AILA Blog

Top 10 Ways to Make the Immigrant Investor Program Work

Written by Eleanor Pelta, AILA President, and H. Ronald Klasko, AILA Past President

 The regional center EB-5, or Immigrant Investor, program enables businesses and real estate developers seeking capital to apply to U.S. Citizenship and Immigration Services to become approved to accept investments from foreign investors.  Each foreign investor, upon proving that his investment will create full-time jobs for ten U.S. workers, is able to apply for green cards for himself and his immediate family members.

The EB-5 program is a great example of a Congressionally-created win-win-win program.  Communities, real estate developers and businesses win because EB-5 capital enables buildings to be built and businesses to expand that otherwise would not happen because of unavailability of capital from traditional sources.  The U.S.labor market wins because hundreds of thousands of new jobs are created for U.S.workers.  Eligible and worthy immigrants win by being able to immigrate to the U.S. and contribute to our economy.

Unfortunately, as currently administered by USCIS, the program is not realizing its full potential.  The investment and job-creating purposes that Congress had in mind, and that the Administration fully supports, are being thwarted by ever longer USCIS processing delays and rules that appear to change in the middle of the process with no notice, creating unpredictability and soaring denial rates. This is having a serious chilling effect on foreign investors who are otherwise ready, willing and able to put millions of dollars to work in communities around the country.

Currently, 60% to 65% of the regional center applications are denied.  This statistic, in and of itself, is an indication that the program is clearly not functioning as it should.  The relatively small percentage that are approved are often approved either too late to enable the project to go forward or long after the project has already commenced.  Moreover, the frequency of requests for additional evidence (“RFE’s”)—sometimes several successive requests on the same case—shows that USCIS has been less than clear with stakeholders with respect to what it is looking for in an approvable case.  This is just not the result that Congress intended when it created this promising program.

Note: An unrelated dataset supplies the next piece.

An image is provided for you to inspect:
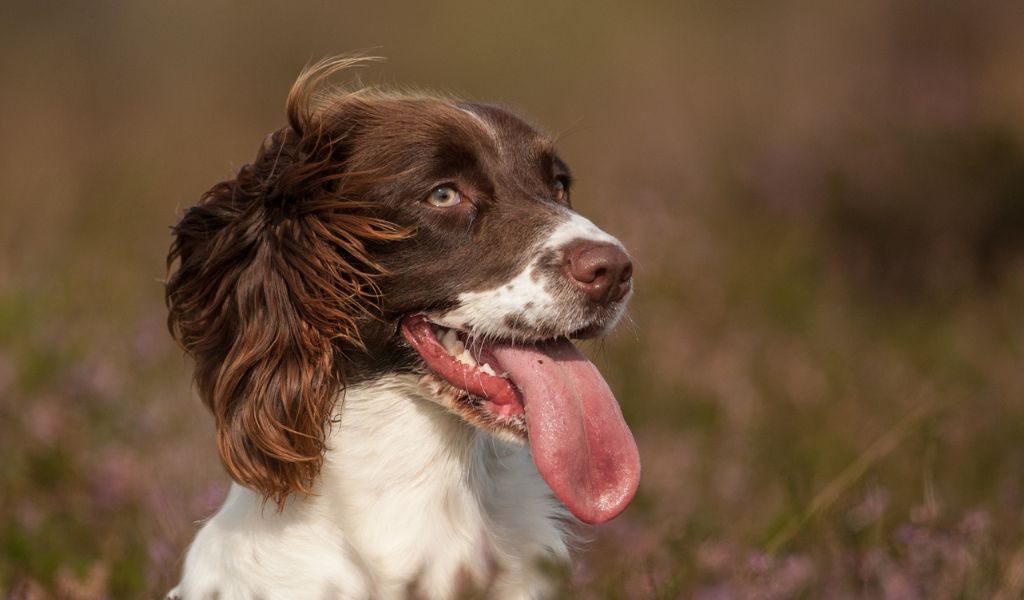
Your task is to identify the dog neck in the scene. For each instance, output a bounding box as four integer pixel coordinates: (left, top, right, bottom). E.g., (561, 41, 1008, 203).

AILA’s EB-5 Committee has spent a great deal of time studying the problems that are endemic to the EB-5 program and prevent the program from achieving its Congressionally-mandated goals.  The Committee suggests that the following “10 Point Program” could be implemented rather easily and could ultimately save the EB-5 program and maximize its job-creating potential:

  1. Provide a forum whereby USCIS representatives on a quarterly basis can advise regional center stakeholders of the issues it is seeing in applications that are producing the largest numbers of RFEs and denials.  At the same forum, allow regional center stakeholders to provide lists of adjudicatory issues on which there is a lack of clarity.
  2. When new standards are going to be implemented that will affect large numbers of applications (whether it involves the methodology for the counting of jobs that will be created, or the structure of bridge financing, or any other aspect of an EB-5 transaction), provide notice to stakeholders in advance, rather than issuing large numbers of RFEs on matters that were not of concern to adjudicators at the time of filing.
  3. Implement USCIS Director Mayorkas’ idea of a Decision Board as promptly as possible.  This Decision Board would be made up of economists and business analysts and would meet or conference with regional center applicants to discuss any issues that need to be resolved before a project can be approved.
  4. Hire a sufficient number of examiners to bring processing times to levels that make some sense in a time-sensitive, job-creating program such as EB-5.
  5. Instruct examiners that, except in rare instances, multiple RFEs should not be issued.
  6. Publish meaningful guidelines on what adjudicators want to see when adjudicating a regional center application.  Most denials and RFEs are based on often-changing policies that are not contained in any regulation or even any government-issued memorandum.
  7. Make the regional center amendment process workable.  Regional Centers are approved for specific geographical areas, specific industry codes and specific economic methodologies for counting job creation.  Right now, if a regional center wants to amend its geography, economic methodology or industry code, the published processing time is 8 months – longer than filing a new regional center application.  This is unworkable.
  8. USCIS has created a process – the exemplar I-526 – that enables a regional center to have a project approved for EB-5 investment prior to receiving investments.  The problem is that, despite a $6,230 fee and an 8 month processing time, USCIS does not consider itself bound by any approval.  USCIS must make this process meaningful as a way of saving time and adjudicatory resourcesIf it is not meaningful, stakeholders should not be expected to pay large filing fees and wait long periods of time; and the process should be eliminated.
  9. Provide substantive responses to inquiries sent to USCIS’s EB-5 mailbox.
  10. Last, but by no means least, increase the monitoring of approved regional centers.  We all agree that if there are any non-compliant regional centers or project developers, they do harm to the program and should be eliminated.

Developers who invest hundreds of thousands of dollars putting together projects to present to USCIS deserve clarity and consistency.  These prescriptions could be implemented immediately.  The result would be not only a benefit to developers but also to the country, which would attract greater amounts of foreign direct investment and create more jobs for U.S. workers.  We hope that USCIS will look favorably upon these constructive suggestions.